Uzun yazı okumak istemeyenler yazdığım kısa 'post' ları okuyabilirler. Onu da yapmayanlar zaten takip etmiyorlar demektir. Neden insanlar uzun yazmayı eleştiriyor da, okuma isteksizliğini eleştirimiyor bu arıza sorgulanmalıdır. Bazıları da yazının sonundaki tarihe takılıyor. Akşam saat 19:00'dan sonra bir sonraki günün tarihini atıyorum. Yazının içeriğine bakmıyor, bir eksik bulma peşinde.
Diğer yandan 6 paragrafı okumayı zahmet olarak görenler kitap okuyorum demesinler, inandırıcı olmaz. Kitap okuyorum diyenleri, kitap satın alanları gözlüyorum. Hakkını verenlere saygı duyarım. Bazıları da okuyorum dediği halde cahil, birde okumasa ne olurdu diye merak ediyorum. İnsanın bir fikri olmalıdır. Okudukları sadece o fikre derinlik kazandırırsa faydalıdır.
Ben dahil herkes okuduklarını kendimiz için okumalıdır. Okumanın yazana bir faydası yoktur. Benim bilgiyi paylaşmaktan başka bir amacım yoktur. Beğenilip, beğenilmemek bende negatif veya pozitif bir tesir yaratmaz. Yazdıklarım okuyanlarda olumlu bir değişim yaratıyorsa inanılmaz mutlu olurum. Popüler bir yazar olma peşinde değilim. Toplumsal hizmetim, tecrübe ve bilgi paylaşmakla sınırlıdır.
Sonuç olarak beğenilmeye, övülmeye hiç hevesli değilim. Yeterki bilgi paylaşılsın, yayılsın, faydalı olsun. Bu beni mutlu eder. Bir dostum yazıyor, makalenizi çok beğendim diyor. Sormuyorum ama paylaşmadığını anlıyorum. Paylaşmamışsan beğenmesende olur. Okuyup paylaşmamak bencilliktir. Faydalı görmüşsen paylaşki, başkaları da faydalansın.

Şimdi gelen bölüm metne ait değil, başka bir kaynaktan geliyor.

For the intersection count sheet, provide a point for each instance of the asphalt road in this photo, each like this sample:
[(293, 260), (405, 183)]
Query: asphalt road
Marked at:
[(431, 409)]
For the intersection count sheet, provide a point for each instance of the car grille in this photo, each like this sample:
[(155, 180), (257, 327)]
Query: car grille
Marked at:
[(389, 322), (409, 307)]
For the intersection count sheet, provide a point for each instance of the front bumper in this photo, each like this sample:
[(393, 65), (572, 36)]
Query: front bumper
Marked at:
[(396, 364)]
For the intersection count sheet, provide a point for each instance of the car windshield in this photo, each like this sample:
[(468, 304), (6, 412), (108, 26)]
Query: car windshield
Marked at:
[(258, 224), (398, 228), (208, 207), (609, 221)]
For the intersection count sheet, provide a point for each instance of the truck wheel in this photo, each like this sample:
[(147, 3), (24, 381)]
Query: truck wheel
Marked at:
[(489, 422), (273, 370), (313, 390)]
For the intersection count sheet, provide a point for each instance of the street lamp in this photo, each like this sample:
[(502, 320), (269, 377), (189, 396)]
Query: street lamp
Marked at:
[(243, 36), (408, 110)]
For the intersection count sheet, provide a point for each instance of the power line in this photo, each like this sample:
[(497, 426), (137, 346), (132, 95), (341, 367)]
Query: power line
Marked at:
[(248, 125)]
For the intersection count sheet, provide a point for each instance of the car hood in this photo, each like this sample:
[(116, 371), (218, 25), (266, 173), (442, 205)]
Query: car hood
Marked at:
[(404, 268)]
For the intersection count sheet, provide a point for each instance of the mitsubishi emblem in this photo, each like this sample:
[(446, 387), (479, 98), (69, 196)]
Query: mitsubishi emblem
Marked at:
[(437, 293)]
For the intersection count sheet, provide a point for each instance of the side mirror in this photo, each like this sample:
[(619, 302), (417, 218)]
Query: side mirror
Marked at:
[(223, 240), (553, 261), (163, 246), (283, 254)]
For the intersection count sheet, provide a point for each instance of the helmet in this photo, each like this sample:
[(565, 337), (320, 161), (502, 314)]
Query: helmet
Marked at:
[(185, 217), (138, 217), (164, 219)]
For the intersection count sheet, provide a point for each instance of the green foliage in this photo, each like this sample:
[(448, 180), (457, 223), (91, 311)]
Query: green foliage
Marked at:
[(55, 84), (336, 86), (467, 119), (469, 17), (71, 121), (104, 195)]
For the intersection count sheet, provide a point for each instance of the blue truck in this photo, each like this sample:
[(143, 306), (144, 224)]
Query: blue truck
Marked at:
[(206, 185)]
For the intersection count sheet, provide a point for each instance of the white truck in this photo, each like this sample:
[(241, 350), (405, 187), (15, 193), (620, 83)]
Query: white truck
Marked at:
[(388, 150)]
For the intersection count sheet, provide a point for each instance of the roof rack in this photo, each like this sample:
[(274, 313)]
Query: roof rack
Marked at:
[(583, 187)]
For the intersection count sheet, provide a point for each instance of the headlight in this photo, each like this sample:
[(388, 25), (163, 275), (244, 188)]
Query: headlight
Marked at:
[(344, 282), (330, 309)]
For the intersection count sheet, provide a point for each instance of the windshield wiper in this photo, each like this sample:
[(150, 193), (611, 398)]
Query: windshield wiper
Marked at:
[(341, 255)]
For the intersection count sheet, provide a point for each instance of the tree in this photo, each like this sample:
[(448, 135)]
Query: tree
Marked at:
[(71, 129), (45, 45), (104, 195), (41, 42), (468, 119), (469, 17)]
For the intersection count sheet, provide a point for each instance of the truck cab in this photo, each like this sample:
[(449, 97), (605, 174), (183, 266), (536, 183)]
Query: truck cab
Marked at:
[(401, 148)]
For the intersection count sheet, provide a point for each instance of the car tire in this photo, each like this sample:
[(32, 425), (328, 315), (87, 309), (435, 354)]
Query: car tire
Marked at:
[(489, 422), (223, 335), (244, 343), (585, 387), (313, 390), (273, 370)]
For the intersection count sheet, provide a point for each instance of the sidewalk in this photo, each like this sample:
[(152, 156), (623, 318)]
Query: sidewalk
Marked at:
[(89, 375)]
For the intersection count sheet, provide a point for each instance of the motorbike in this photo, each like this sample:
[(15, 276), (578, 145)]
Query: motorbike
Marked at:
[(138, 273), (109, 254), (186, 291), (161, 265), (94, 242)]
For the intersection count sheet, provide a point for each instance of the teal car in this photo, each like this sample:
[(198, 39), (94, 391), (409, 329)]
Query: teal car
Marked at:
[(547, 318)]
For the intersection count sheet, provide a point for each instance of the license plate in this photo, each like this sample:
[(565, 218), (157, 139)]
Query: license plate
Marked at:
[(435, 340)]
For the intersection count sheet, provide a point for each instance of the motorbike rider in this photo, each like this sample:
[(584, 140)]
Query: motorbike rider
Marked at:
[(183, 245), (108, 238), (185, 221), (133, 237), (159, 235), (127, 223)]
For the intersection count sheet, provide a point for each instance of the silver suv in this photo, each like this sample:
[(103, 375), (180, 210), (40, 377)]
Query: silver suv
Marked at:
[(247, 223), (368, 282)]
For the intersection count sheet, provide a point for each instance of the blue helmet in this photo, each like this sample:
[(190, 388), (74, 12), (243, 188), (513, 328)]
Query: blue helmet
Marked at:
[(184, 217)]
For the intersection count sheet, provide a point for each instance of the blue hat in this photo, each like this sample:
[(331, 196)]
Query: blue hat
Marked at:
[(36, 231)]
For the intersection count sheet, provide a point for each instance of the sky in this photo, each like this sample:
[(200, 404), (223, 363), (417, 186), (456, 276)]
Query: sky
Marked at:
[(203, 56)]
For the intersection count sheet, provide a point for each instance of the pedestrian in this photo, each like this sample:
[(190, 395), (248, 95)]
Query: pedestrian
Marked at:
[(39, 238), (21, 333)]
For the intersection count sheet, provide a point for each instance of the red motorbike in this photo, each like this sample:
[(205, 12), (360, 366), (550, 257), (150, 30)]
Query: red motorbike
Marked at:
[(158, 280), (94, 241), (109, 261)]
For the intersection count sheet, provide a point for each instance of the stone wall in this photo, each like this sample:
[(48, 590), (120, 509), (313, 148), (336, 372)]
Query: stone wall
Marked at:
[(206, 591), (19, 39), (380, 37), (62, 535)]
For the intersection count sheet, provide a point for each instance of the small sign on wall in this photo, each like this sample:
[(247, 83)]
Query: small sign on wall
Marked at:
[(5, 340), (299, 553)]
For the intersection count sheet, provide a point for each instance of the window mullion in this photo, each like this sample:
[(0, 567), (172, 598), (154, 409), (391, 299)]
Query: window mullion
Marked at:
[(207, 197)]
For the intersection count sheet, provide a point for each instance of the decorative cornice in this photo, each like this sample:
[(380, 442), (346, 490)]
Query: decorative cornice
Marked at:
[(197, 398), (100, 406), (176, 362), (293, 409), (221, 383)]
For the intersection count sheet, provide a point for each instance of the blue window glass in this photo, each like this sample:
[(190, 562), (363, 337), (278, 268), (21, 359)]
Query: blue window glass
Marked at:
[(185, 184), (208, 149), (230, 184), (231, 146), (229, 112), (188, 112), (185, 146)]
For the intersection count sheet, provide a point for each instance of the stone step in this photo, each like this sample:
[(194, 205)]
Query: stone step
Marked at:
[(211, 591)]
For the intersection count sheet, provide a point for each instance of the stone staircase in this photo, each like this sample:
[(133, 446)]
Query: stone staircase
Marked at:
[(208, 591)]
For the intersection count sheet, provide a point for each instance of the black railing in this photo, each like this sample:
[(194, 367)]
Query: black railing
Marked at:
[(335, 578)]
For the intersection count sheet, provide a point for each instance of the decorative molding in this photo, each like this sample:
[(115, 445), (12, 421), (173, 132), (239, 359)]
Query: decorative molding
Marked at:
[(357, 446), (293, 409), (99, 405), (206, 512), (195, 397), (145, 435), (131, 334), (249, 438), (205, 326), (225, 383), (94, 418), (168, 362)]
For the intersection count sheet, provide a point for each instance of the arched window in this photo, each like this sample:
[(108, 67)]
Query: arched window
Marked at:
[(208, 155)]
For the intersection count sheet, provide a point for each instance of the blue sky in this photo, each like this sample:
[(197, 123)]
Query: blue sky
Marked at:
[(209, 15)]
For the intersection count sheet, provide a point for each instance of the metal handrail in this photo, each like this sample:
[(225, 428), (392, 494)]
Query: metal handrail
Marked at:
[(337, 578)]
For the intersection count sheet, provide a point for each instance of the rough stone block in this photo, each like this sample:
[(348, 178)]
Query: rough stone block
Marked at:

Arasıra bilerek bazılarının tepki duyacağı yorum ve yazılar yazıyorum. Varlığı yokluğu belli olmayan, siperde yatanlar isyan ediyorlar. Onların düşündüğü gibi yazarsam çok iyi, farklı yazarsam çizmeyi aşan ifadeler kullanmaktadırlar. Onları tespit edip engelliyorum. Kendileri giderlerse memnun oluyorum. Söz konusu ilkeler olunca, uymayanların ayrılması çok doğaldır.
Bazen siyasi konularda eleştiriler yapıyorum. Ben siyasi taraftar değil seçmenim. Siyasi parti üyeleri seçmen değil, futbol takımı taraftarı gibi taraftardır. Parti üyesi olup, başka partiye destek veremezler. Haklıdırlar, doğrusu da budur. Benim partim yok, kim doğrularıma uygun davranırsa över, aykırı davranırsa eleştiririm. Yani çoklar arasından seçme özgürlüğüne sahibim. Bu nedenle seçmenim. Yazdıklarıma cevap yazarken bu ayrıntıya dikkat edilmelidir.
Sayfa disiplini, ilkeleri ve kuralları önemlidir. Sayfamda temiz dil kullanılması zorunludur. Bu kurala uymayanlar ayrılmak zorundadır. Kimse benim sayfam üzerinden sağa sola çemkireme hakkına sahip değildir. Bu prensiplerde anlaşırsak, fikirdaşlığımız keyifle devam edip gider. Bu açıklamayı yapmama vesile olan Metin Gülay dostuma teşekkür ederim.